Bei Custom Bus bekommen Kunden neben dem Camper mit klassischem California-Grundriss in drei Ausbaustufen noch den Multi mit herausnehmbarer Küchen-Box hinter dem Fahrersitz oder den Office als mobiles Büro – beide jeweils mit einer Dreier-Schlafsitzbank. Und dann gibt es da noch die von Möbeldesigner Nils Holger Moormann entworfene, sogenannte Holzklasse mit einem zeitlos edel gestalteten Innenausbau im Stile einer Schiffskajüte. Bei Werz Wohnmobile können Käufer aus drei Linien wählen: den Piccolo mit sechs Ausbauvarianten, den geräumigeren Magnum mit langem Radstand in fünf Varianten sowie den wintertauglichen Exclusive mit ausladendem GfK-Schlafhochdach und geschlossener Nasszelle im Heck. Und neben den Campern auf VW-T6-Basis gibt es auch noch ausgebaute Mercedes Vito.
Zu diesem Vergleich rücken die beiden Campingbusse in der klassischen Grundriss-Variantemit Aufstelldach und linksseitiger Möbelzeile an. Und wir nehmen sie nur allzu gerne genau unter die Lupe.
Auf das Besondere und Einzigartige seiner Busse angesprochen, verweist Kammeyer auf die Inneneinrichtung „wie aus einem Guss“. Tatsächlich wirkt die Möbelzeile im Holzdekor sehr massiv. Die teils großflächigen Türen, Schubladen und Verkleidungsteile am Korpus laufen in exakten Spaltmaßen blockartig zusammen. Auch die Edelstahlspüle und der Zweiflammherd – beide mit einer klappbaren Glasabdeckung versehen – sind beinahe bündig in der Oberfläche der Küchenzeile versenkt.
Den Eindruck von hoher Stabilität unterstreicht eine insgesamt gute Verarbeitungsqualität.

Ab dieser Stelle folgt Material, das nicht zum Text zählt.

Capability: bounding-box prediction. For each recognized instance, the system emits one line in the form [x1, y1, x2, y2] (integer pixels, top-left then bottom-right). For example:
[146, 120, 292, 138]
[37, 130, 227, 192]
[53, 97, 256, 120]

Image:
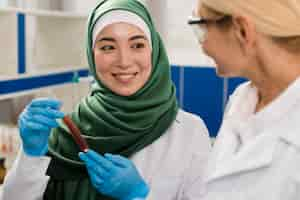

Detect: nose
[118, 48, 132, 68]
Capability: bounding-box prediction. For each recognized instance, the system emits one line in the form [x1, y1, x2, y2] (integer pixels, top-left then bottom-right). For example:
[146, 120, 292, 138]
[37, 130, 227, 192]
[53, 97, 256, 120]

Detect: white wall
[61, 0, 99, 13]
[166, 0, 214, 66]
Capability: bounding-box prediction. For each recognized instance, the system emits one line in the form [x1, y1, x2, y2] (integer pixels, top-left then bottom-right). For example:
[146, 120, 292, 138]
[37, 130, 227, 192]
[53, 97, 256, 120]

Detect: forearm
[2, 147, 50, 200]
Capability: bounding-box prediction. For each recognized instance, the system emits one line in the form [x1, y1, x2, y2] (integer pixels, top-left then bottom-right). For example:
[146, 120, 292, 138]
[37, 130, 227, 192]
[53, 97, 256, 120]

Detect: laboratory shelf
[0, 8, 88, 100]
[0, 68, 89, 100]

Da die Möbel gedämpft lagern, bleibt der Ausbau während der Fahrt nahezu geräuschlos.

Dachhimmel und Innenwände sind mit dem gleichen dunklen Holzdekor verkleidet, weshalb der Innenraum fast höhlenartig wirkt. Das muss man mögen. Der vollflächig mit Extrem-Isolator unterlegte PVC-Boden und die schwarz-grauen Polsterbezüge tun dabei ihr Übriges. Wer es heller mag, bekommt alternativ aber ein Ahorn- oder Birnendekor und kann beim Boden und der Dachhimmelverkleidung zu Eiche oder Teak greifen. Zieht man den Vergleich zu VWs California, gleichen sich die Möbelzeilen lediglich in Größe und Positionierung.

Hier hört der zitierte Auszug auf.